La vaste plaine de lagunes et de mangrove de Barra à l'ouest de Rio, a vu, en 30 ans, une explosion urbaine considérable qui en a fait le quartier du Nouveau Rio. Commencé dans les années 70, le nouveau développement de la ville a suivi le mouvement historique : sortant de la baie et longeant le littoral qui a ainsi vu naître au siècle précédent Copacabana, Ipanema - Leblon, San Corcovado pour arriver à Barra où plusieurs millions de nouveaux habitants se sont installés en trente ans.

Tours de logements et de bureaux organisés en condominiums, maisons et centres commerciaux se succèdent, monotones, sur des kilomètres le long de la plage rectiligne.

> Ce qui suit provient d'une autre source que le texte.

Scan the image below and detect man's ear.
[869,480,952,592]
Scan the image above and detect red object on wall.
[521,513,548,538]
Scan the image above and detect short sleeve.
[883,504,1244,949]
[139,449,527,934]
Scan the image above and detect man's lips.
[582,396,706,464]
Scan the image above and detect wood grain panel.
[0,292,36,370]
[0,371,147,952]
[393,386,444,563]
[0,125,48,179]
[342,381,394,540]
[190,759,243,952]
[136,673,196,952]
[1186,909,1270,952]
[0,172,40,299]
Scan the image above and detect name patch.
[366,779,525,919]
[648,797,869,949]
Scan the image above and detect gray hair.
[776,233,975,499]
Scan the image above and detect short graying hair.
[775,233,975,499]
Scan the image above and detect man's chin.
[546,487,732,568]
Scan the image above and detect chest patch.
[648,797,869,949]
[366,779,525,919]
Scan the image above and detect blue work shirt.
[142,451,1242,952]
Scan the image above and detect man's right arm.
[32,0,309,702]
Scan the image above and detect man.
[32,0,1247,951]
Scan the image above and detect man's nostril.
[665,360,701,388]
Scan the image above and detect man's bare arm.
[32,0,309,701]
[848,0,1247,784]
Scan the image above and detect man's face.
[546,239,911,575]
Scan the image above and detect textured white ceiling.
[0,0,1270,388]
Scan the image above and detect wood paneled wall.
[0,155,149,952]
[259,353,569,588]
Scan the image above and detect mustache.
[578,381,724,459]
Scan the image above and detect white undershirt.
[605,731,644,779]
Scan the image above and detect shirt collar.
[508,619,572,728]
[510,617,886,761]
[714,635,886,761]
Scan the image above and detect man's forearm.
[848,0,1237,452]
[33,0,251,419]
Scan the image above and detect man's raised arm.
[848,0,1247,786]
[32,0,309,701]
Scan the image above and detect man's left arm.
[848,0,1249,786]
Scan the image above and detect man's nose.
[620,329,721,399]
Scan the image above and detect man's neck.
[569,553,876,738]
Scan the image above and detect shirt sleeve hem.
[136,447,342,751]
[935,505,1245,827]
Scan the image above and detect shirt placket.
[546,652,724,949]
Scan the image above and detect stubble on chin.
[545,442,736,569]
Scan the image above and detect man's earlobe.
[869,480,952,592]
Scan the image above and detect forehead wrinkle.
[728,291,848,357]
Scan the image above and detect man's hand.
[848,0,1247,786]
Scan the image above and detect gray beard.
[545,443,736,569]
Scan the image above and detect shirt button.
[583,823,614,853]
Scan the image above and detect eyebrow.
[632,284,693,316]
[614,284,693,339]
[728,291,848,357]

Certes le site est structuré par l'analyse et le projet de Lucio Costa qui montrait magistralement l'enjeu stratégique de cette plaine pour le futur de la ville et le rôle structurant des deux grandes voies qu'il avait tracées à angle droit il y a trente cinq ans : l'Avenue Ayrton Senna part du Sud vers les quartiers populaires du Nord, et l'Avenue das Americas, parallèle à la côte, va d'Ouest en Est vers les quartiers du centre et la baie. Ainsi la ville désormais encercle totalement la montagne du Corcovado, et c'est ce que prévoyait Lucio Costa. Au centre de ce croisement, des deux axes au milieu de la plaine, la "Baixada", le site choisi par le maire pour le projet de la Cidade da Musica est stratégique. Il lui donne évidemment le rôle de représenter un grand symbole public, un repère urbain fort, un signal et induit ici un coeur de ville avec deux gares de trains métropolitain et un grand espace public.

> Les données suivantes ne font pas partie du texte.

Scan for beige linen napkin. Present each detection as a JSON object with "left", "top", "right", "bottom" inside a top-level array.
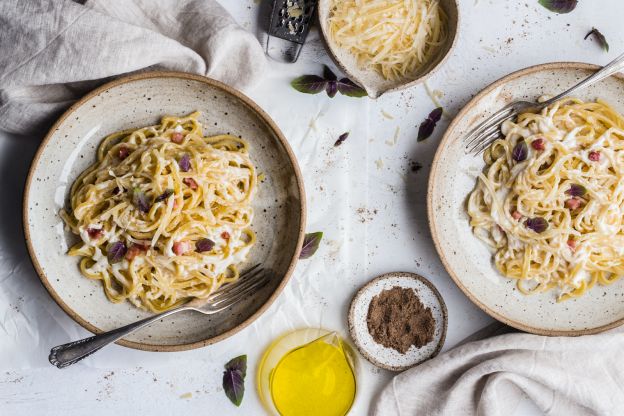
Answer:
[
  {"left": 373, "top": 332, "right": 624, "bottom": 416},
  {"left": 0, "top": 0, "right": 266, "bottom": 133}
]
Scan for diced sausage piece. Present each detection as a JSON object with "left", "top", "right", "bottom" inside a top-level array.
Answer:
[
  {"left": 531, "top": 139, "right": 546, "bottom": 152},
  {"left": 118, "top": 146, "right": 130, "bottom": 160},
  {"left": 182, "top": 178, "right": 198, "bottom": 190},
  {"left": 565, "top": 197, "right": 581, "bottom": 211},
  {"left": 173, "top": 241, "right": 191, "bottom": 256},
  {"left": 171, "top": 133, "right": 184, "bottom": 144},
  {"left": 87, "top": 228, "right": 104, "bottom": 240},
  {"left": 588, "top": 151, "right": 600, "bottom": 162}
]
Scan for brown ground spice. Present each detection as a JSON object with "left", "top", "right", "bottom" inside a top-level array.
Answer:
[{"left": 366, "top": 286, "right": 435, "bottom": 354}]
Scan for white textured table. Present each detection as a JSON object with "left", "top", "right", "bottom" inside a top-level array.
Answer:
[{"left": 0, "top": 0, "right": 624, "bottom": 416}]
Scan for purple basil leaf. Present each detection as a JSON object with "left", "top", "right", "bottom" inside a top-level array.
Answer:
[
  {"left": 416, "top": 107, "right": 444, "bottom": 142},
  {"left": 325, "top": 81, "right": 338, "bottom": 98},
  {"left": 524, "top": 217, "right": 548, "bottom": 233},
  {"left": 299, "top": 232, "right": 323, "bottom": 259},
  {"left": 338, "top": 78, "right": 368, "bottom": 97},
  {"left": 195, "top": 238, "right": 214, "bottom": 253},
  {"left": 132, "top": 188, "right": 150, "bottom": 212},
  {"left": 290, "top": 75, "right": 327, "bottom": 94},
  {"left": 225, "top": 355, "right": 247, "bottom": 378},
  {"left": 223, "top": 370, "right": 245, "bottom": 406},
  {"left": 585, "top": 27, "right": 609, "bottom": 52},
  {"left": 539, "top": 0, "right": 578, "bottom": 13},
  {"left": 106, "top": 241, "right": 128, "bottom": 264},
  {"left": 334, "top": 132, "right": 349, "bottom": 146},
  {"left": 178, "top": 153, "right": 191, "bottom": 172},
  {"left": 323, "top": 65, "right": 337, "bottom": 81},
  {"left": 156, "top": 189, "right": 173, "bottom": 202},
  {"left": 511, "top": 140, "right": 529, "bottom": 162},
  {"left": 566, "top": 183, "right": 587, "bottom": 196}
]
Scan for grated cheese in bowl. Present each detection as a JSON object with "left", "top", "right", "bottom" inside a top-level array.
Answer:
[{"left": 328, "top": 0, "right": 448, "bottom": 80}]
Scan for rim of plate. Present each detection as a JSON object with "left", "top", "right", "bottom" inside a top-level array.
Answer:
[
  {"left": 317, "top": 0, "right": 461, "bottom": 99},
  {"left": 347, "top": 272, "right": 448, "bottom": 371},
  {"left": 22, "top": 71, "right": 306, "bottom": 352},
  {"left": 427, "top": 62, "right": 624, "bottom": 336}
]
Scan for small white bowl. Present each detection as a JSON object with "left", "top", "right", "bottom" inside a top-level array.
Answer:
[
  {"left": 348, "top": 272, "right": 448, "bottom": 371},
  {"left": 317, "top": 0, "right": 460, "bottom": 98}
]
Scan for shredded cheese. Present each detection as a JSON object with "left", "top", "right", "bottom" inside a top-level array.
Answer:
[{"left": 329, "top": 0, "right": 447, "bottom": 80}]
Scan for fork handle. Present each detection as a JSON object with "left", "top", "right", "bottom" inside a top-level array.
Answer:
[
  {"left": 542, "top": 54, "right": 624, "bottom": 107},
  {"left": 48, "top": 305, "right": 192, "bottom": 368}
]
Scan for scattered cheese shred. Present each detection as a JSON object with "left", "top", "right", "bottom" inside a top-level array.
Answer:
[
  {"left": 381, "top": 110, "right": 394, "bottom": 120},
  {"left": 424, "top": 81, "right": 444, "bottom": 107},
  {"left": 329, "top": 0, "right": 447, "bottom": 80}
]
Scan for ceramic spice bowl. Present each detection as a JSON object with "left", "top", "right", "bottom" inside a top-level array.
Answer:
[
  {"left": 317, "top": 0, "right": 460, "bottom": 98},
  {"left": 348, "top": 272, "right": 448, "bottom": 371}
]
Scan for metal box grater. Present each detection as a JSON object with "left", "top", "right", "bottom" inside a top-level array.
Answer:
[{"left": 266, "top": 0, "right": 317, "bottom": 62}]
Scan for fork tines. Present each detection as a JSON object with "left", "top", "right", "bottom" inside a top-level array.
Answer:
[{"left": 464, "top": 105, "right": 518, "bottom": 155}]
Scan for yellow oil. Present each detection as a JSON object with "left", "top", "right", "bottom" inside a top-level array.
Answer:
[{"left": 270, "top": 333, "right": 355, "bottom": 416}]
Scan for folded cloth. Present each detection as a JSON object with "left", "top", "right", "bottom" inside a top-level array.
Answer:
[
  {"left": 0, "top": 0, "right": 266, "bottom": 133},
  {"left": 373, "top": 333, "right": 624, "bottom": 416}
]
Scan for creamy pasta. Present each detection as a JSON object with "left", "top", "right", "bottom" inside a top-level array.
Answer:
[
  {"left": 61, "top": 113, "right": 257, "bottom": 312},
  {"left": 468, "top": 98, "right": 624, "bottom": 300}
]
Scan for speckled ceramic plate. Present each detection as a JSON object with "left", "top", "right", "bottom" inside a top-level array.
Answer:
[
  {"left": 348, "top": 272, "right": 447, "bottom": 371},
  {"left": 24, "top": 72, "right": 305, "bottom": 351},
  {"left": 317, "top": 0, "right": 460, "bottom": 98},
  {"left": 427, "top": 63, "right": 624, "bottom": 335}
]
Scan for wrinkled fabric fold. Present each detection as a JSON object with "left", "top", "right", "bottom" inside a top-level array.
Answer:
[
  {"left": 0, "top": 0, "right": 266, "bottom": 134},
  {"left": 373, "top": 331, "right": 624, "bottom": 416}
]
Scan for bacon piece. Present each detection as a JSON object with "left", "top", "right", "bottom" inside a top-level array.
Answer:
[
  {"left": 588, "top": 150, "right": 600, "bottom": 162},
  {"left": 118, "top": 146, "right": 130, "bottom": 160},
  {"left": 182, "top": 178, "right": 198, "bottom": 190},
  {"left": 171, "top": 132, "right": 184, "bottom": 144},
  {"left": 126, "top": 243, "right": 148, "bottom": 260},
  {"left": 531, "top": 139, "right": 546, "bottom": 152},
  {"left": 173, "top": 241, "right": 191, "bottom": 256},
  {"left": 565, "top": 197, "right": 582, "bottom": 211},
  {"left": 87, "top": 228, "right": 104, "bottom": 240}
]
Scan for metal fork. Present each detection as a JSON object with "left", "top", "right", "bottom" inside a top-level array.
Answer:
[
  {"left": 48, "top": 264, "right": 269, "bottom": 368},
  {"left": 464, "top": 54, "right": 624, "bottom": 155}
]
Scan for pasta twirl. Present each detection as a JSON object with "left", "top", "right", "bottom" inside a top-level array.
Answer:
[
  {"left": 61, "top": 113, "right": 257, "bottom": 312},
  {"left": 468, "top": 99, "right": 624, "bottom": 300}
]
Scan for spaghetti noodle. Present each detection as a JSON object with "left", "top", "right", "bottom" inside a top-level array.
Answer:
[
  {"left": 468, "top": 99, "right": 624, "bottom": 300},
  {"left": 61, "top": 112, "right": 257, "bottom": 312}
]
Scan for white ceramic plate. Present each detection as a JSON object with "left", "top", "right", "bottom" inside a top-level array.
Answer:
[
  {"left": 427, "top": 63, "right": 624, "bottom": 335},
  {"left": 24, "top": 72, "right": 305, "bottom": 351},
  {"left": 318, "top": 0, "right": 460, "bottom": 98},
  {"left": 349, "top": 272, "right": 447, "bottom": 371}
]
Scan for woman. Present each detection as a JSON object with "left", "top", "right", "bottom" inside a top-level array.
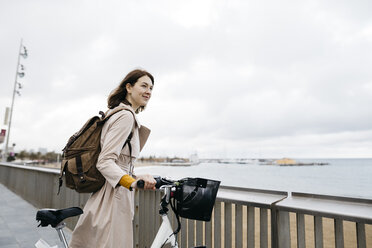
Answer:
[{"left": 69, "top": 70, "right": 156, "bottom": 248}]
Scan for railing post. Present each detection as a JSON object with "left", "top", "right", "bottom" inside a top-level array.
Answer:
[
  {"left": 334, "top": 219, "right": 344, "bottom": 248},
  {"left": 356, "top": 222, "right": 366, "bottom": 248},
  {"left": 314, "top": 216, "right": 323, "bottom": 248},
  {"left": 277, "top": 211, "right": 291, "bottom": 248}
]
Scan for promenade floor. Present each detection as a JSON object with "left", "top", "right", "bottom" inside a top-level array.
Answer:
[{"left": 0, "top": 183, "right": 71, "bottom": 248}]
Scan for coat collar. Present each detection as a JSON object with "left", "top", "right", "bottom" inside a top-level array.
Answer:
[{"left": 115, "top": 102, "right": 141, "bottom": 128}]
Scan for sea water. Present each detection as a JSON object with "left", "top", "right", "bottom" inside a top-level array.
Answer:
[{"left": 136, "top": 159, "right": 372, "bottom": 199}]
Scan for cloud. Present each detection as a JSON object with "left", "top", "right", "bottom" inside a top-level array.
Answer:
[{"left": 0, "top": 0, "right": 372, "bottom": 157}]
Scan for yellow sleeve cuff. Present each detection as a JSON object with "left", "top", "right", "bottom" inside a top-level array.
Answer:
[{"left": 119, "top": 175, "right": 136, "bottom": 189}]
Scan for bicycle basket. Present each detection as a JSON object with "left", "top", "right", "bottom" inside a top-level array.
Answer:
[{"left": 176, "top": 178, "right": 220, "bottom": 221}]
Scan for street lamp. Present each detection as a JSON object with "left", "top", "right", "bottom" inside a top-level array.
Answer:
[{"left": 3, "top": 39, "right": 28, "bottom": 161}]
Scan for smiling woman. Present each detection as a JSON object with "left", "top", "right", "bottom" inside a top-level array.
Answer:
[
  {"left": 70, "top": 70, "right": 156, "bottom": 248},
  {"left": 108, "top": 70, "right": 154, "bottom": 113}
]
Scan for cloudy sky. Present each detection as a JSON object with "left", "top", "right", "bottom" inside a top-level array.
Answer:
[{"left": 0, "top": 0, "right": 372, "bottom": 158}]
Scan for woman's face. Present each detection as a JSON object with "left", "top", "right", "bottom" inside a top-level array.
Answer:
[{"left": 126, "top": 76, "right": 153, "bottom": 110}]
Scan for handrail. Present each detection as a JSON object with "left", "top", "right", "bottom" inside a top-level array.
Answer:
[{"left": 0, "top": 163, "right": 372, "bottom": 248}]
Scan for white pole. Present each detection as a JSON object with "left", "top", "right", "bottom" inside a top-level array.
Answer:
[{"left": 3, "top": 39, "right": 22, "bottom": 161}]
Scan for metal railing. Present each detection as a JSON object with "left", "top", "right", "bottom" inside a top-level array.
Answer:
[{"left": 0, "top": 163, "right": 372, "bottom": 248}]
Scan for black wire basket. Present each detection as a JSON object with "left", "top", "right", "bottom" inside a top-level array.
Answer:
[{"left": 175, "top": 178, "right": 221, "bottom": 221}]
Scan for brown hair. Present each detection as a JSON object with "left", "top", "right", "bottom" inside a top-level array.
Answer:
[{"left": 107, "top": 69, "right": 154, "bottom": 113}]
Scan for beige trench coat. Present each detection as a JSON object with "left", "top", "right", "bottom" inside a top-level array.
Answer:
[{"left": 69, "top": 104, "right": 150, "bottom": 248}]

La Cidade da Musica devra ici avoir une grande visibilité et une grande ouverture.

Un symbole urbain dans le paysage

Ce croisement des voies s'appelle le "Trevo das Palmeiras". Au sol, c'est un jardin, agréable, où l'on s'étonne d'oublier le mouvement incessant des voitures. Si on s´élève, à dix mètres du sol, c´est un lieu qui permet de comprendre la géographie du site, la grande plaine urbaine et le panorama de montagnes à l'horizon, cette ligne du ciel unique de la chaîne des montagnes du littoral de Rio. Ici la géologie est entrée dans une véritable danse. Cette montagne, c'est la musique brésilienne même. Sur la plaine, le ballet est lointain. Règne l'horizontale de la mer, des avenues, des lagunes.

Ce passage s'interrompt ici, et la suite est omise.